Boosting return on investment for a new class of drug


Around the average human body are more than one trillion microbes, some of which produce biomolecules implicated in chronic diseases. Our client developed a variety of methods for reducing the negative effects of one such biomolecule, including a new class of drugs to inhibit its production. Because these new drugs target microbes, and not human cells, they have potential applications beyond human health. Our client asked Innovia to explore these applications to help create multiple revenue streams for this new class of drug.


Innovia investigated the synthesis routes and locations of the target biomolecule across a broad range of activities and industries in order to map the possible application areas.

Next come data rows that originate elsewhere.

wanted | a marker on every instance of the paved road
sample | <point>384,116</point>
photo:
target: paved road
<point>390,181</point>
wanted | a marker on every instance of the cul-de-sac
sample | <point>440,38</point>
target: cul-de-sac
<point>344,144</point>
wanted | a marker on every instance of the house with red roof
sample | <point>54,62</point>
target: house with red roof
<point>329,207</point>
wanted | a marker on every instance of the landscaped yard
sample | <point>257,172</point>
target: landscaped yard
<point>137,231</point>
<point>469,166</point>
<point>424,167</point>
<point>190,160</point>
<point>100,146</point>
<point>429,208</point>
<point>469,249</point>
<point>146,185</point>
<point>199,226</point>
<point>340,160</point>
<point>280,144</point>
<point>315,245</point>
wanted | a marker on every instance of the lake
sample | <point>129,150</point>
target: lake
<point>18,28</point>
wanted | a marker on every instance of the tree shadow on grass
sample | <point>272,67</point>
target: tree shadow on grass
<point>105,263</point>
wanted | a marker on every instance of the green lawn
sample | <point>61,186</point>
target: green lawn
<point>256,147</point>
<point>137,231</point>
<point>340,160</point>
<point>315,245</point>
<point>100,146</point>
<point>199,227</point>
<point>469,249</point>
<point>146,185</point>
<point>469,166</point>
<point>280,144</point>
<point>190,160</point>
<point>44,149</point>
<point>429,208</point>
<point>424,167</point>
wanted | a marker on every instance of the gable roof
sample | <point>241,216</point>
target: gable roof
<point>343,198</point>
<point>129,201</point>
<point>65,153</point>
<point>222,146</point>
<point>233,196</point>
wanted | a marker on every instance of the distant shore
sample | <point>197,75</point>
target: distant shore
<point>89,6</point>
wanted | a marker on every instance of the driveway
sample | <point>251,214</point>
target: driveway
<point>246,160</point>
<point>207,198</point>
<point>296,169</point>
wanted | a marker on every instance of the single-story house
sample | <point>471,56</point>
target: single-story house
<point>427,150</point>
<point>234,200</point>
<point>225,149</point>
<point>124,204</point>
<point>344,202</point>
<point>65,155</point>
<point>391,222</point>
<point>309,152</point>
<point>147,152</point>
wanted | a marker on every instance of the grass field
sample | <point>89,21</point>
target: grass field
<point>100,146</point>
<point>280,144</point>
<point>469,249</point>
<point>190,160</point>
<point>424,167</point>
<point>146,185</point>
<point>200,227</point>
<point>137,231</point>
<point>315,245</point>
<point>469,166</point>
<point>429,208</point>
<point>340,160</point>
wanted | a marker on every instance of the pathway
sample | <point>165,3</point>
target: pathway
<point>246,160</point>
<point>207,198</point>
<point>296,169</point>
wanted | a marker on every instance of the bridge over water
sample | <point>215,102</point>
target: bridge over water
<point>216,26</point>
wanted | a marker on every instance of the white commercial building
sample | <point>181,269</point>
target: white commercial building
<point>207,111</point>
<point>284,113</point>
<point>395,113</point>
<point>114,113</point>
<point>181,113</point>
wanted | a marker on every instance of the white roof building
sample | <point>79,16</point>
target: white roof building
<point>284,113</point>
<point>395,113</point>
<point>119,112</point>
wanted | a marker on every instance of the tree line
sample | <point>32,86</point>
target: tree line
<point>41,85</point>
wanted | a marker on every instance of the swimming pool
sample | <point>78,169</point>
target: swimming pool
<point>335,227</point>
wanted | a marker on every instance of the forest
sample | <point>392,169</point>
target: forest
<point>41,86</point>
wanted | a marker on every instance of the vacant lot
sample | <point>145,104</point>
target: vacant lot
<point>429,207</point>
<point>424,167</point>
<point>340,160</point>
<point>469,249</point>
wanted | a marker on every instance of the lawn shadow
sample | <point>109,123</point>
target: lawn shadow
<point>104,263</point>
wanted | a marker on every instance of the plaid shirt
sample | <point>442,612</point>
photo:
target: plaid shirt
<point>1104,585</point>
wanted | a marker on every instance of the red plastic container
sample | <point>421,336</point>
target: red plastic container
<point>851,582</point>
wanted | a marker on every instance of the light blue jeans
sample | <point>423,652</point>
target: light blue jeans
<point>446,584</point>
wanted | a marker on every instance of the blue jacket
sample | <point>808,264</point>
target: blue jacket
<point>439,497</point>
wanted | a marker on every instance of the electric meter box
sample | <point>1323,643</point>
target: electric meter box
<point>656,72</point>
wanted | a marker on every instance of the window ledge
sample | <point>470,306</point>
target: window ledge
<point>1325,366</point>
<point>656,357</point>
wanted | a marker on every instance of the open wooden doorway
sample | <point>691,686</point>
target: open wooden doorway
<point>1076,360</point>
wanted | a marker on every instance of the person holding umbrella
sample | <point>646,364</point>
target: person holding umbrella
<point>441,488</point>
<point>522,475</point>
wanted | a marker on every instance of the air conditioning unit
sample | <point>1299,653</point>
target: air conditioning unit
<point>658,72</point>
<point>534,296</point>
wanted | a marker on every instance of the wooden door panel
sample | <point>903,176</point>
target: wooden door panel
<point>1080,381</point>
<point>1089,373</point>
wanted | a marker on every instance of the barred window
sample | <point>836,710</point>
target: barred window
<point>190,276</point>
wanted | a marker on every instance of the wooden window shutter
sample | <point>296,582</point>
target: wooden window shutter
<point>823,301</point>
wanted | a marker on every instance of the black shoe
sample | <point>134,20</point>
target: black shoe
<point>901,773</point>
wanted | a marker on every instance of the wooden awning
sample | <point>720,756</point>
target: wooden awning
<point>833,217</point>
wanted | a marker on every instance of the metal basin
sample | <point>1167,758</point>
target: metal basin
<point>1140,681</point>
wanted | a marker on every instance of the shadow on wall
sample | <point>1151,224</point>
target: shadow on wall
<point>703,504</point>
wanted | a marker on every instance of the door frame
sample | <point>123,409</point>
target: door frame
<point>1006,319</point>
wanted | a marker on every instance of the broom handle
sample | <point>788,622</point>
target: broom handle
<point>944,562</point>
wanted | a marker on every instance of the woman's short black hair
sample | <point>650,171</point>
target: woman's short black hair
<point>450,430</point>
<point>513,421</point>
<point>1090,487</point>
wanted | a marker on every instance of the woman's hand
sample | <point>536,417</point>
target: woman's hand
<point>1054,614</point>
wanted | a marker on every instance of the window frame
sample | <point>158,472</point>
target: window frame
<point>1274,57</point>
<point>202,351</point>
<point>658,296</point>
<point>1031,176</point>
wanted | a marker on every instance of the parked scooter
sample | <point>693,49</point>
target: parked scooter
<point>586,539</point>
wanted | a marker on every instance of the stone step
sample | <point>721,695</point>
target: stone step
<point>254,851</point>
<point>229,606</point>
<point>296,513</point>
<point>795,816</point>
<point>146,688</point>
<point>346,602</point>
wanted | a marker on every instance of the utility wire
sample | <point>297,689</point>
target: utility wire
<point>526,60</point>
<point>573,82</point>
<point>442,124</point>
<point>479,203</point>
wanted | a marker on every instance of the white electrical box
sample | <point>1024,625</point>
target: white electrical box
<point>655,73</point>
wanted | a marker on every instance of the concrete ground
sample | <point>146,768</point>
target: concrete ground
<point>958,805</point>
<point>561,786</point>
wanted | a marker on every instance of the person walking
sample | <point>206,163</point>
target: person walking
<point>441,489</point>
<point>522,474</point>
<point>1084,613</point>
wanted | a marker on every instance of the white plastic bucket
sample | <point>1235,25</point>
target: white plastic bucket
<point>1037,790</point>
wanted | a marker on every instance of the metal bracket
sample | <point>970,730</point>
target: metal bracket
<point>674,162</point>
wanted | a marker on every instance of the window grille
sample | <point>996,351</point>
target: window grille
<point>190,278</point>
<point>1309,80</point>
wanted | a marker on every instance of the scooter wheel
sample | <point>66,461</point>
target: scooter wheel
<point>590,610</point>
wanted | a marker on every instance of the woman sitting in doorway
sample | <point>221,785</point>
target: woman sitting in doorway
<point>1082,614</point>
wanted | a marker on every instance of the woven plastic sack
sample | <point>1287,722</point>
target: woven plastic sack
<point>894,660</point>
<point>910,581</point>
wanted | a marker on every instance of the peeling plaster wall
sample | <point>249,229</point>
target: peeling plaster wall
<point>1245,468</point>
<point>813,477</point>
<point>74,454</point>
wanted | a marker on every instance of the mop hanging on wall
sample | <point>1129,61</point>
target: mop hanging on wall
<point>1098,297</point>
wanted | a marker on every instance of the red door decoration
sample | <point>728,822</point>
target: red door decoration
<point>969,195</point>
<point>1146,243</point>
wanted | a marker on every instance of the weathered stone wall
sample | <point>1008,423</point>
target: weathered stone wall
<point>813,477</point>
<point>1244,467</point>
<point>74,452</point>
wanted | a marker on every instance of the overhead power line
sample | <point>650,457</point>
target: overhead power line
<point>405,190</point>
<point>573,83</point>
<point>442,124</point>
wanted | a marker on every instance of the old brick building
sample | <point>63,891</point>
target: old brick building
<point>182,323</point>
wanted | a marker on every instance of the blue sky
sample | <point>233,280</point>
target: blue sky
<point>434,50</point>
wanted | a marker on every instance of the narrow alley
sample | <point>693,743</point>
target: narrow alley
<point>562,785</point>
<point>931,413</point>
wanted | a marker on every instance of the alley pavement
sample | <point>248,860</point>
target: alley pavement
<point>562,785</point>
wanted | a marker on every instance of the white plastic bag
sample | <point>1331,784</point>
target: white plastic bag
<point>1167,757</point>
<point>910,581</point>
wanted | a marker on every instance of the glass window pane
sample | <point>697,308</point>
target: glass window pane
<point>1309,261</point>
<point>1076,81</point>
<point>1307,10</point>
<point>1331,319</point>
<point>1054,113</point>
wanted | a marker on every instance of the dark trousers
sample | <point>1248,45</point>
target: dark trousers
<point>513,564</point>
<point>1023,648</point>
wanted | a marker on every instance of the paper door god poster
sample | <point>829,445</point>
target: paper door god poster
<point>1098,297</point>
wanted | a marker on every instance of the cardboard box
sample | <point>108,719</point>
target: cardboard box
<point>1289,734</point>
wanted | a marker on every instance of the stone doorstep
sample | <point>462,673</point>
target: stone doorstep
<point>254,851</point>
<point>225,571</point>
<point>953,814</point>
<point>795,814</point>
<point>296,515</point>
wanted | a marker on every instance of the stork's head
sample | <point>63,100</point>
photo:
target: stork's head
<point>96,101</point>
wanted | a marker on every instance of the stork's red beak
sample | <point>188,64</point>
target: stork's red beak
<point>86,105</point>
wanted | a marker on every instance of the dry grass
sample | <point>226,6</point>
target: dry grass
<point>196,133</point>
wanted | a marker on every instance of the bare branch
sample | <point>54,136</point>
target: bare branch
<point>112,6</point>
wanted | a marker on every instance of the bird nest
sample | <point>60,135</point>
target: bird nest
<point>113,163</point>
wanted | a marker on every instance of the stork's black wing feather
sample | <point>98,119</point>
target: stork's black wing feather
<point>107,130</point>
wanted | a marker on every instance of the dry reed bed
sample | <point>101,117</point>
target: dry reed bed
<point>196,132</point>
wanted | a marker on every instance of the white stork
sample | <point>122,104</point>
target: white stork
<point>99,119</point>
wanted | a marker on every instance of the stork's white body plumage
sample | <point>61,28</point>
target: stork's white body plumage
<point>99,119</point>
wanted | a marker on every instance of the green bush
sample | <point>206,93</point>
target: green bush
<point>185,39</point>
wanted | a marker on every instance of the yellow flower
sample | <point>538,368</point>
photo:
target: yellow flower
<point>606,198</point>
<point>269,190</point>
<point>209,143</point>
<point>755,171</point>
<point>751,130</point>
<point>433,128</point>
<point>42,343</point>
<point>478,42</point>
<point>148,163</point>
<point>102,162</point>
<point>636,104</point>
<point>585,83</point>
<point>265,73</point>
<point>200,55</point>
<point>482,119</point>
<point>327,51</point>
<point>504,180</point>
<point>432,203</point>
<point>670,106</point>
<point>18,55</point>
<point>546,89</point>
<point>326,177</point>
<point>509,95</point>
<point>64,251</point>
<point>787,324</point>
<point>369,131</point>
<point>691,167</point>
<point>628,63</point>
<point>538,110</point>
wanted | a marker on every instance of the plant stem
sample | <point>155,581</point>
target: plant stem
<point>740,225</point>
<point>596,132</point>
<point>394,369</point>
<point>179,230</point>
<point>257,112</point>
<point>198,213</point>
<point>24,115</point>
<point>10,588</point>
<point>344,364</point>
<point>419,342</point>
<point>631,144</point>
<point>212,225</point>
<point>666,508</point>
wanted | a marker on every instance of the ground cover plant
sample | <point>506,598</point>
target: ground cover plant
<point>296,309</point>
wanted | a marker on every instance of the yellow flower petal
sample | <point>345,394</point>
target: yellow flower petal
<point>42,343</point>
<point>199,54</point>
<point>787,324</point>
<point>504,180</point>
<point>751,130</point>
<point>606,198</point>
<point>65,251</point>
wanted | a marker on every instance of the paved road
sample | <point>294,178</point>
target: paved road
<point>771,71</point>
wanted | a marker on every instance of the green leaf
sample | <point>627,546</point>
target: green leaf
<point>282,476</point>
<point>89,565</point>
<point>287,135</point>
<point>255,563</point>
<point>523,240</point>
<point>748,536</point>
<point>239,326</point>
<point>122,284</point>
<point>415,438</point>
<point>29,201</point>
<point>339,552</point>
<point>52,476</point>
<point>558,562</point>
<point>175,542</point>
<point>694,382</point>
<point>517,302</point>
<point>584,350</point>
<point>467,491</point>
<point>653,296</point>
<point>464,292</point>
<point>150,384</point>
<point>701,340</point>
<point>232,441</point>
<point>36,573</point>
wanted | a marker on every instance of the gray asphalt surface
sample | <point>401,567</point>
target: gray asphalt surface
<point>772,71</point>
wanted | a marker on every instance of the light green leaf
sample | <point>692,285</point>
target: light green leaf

We assessed the relevance of each application by examining the sources of precursors, the conditions required for synthesis, and the existing pathways for metabolism or degradation. Using both a first-principles analysis and a detailed literature review, we examined the reasons why production of the biomolecule could have negative consequences in each application area. By bringing together our technical understanding and our commercial knowledge, we were able to identify the applications that would be most beneficial for the prospective customer.


Three of the applications identified were commercially significant: in industrial biotechnology, human cosmetics, and animal health. For each, we identified the best routes to commercialisation, and potential industrial partners for development and regulatory approval. Ultimately, we highlighted several new avenues for commercial development and recommended a clear strategy to achieve a strong return on R&D investment.